I'm at the bar and I just saw some unnecessary and accidental cooter...sometimes I think girls need a license to go out pantyless in public.
I got so high that I decided to drive with my knees on the way home. Where am I going in life?
Nowhere
I wouldn't necessarily say I'm in her pants...I'd say I'm more on the on ramp to the freeway to the long way to her pants. There really isn't a short cut.
You've slept with me you know how lazy I am in bed.
don't judge, it's breakfast wine Wednesday.
then she kicked a hole in her own door and the next thing you know, brian's walking up to her room with power tools. in no condition to use them
For when you/if you wake up tomorrow.. You broke 4 of the bar's glasses tonight and I am currently watching you as you ride the broom around the bar instead of cleaning up your mess. I am no longer able to come up with excuses for you.
If it carries over into the weekend I would be glad to nurse your vagina back to health.
You know it's time to cut back when your unemployed drug dealer roommate tells you that you party too hard.
How was the birthday sex?
Shit got outta hand. Honestly I think even my STDs have STDs.
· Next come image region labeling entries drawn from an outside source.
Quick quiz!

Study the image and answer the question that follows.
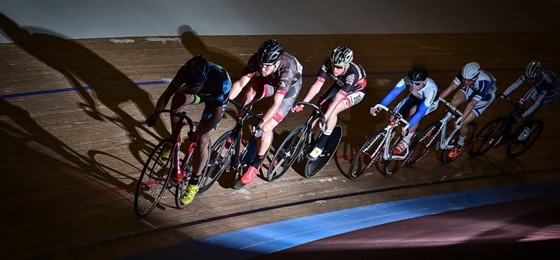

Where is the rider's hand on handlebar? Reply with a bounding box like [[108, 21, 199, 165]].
[[292, 104, 303, 113], [251, 126, 262, 138]]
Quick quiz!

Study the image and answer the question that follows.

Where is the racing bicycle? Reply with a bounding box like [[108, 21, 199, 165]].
[[266, 101, 342, 181], [348, 104, 418, 179], [406, 97, 477, 165]]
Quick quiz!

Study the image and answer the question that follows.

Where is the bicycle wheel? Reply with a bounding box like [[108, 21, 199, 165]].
[[376, 132, 418, 177], [469, 117, 506, 157], [134, 140, 174, 217], [441, 121, 477, 163], [506, 119, 544, 158], [266, 125, 306, 182], [406, 121, 442, 165], [304, 125, 342, 178], [348, 130, 387, 179], [198, 130, 234, 193]]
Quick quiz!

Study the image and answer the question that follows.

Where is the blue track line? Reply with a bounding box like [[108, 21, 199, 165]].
[[130, 181, 560, 259]]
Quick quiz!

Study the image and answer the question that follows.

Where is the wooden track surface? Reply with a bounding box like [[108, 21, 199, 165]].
[[0, 33, 560, 258]]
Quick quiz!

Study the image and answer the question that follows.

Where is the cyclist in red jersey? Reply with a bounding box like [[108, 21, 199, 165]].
[[293, 46, 367, 160], [229, 39, 303, 187]]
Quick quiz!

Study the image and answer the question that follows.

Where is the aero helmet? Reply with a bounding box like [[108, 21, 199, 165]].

Love you too. There are very few people I let pee in my dishwasher.
My cat is staring at me while I drink my wine on the bathroom floor in the morning instead of attending class. Sorry mom and dad. Sorry cat.
He was cheering for me from the end of the bar as I sloppily ate a Ruben sandwich. It made me feel really special.
i'm drinking soco out of a mickey mouse cup right now. i love it when college and my childhood meet in the middle.
I found a used condom and a hairbrush in my dryer this morning.
Hiring someone to do your laundry would be a good investment.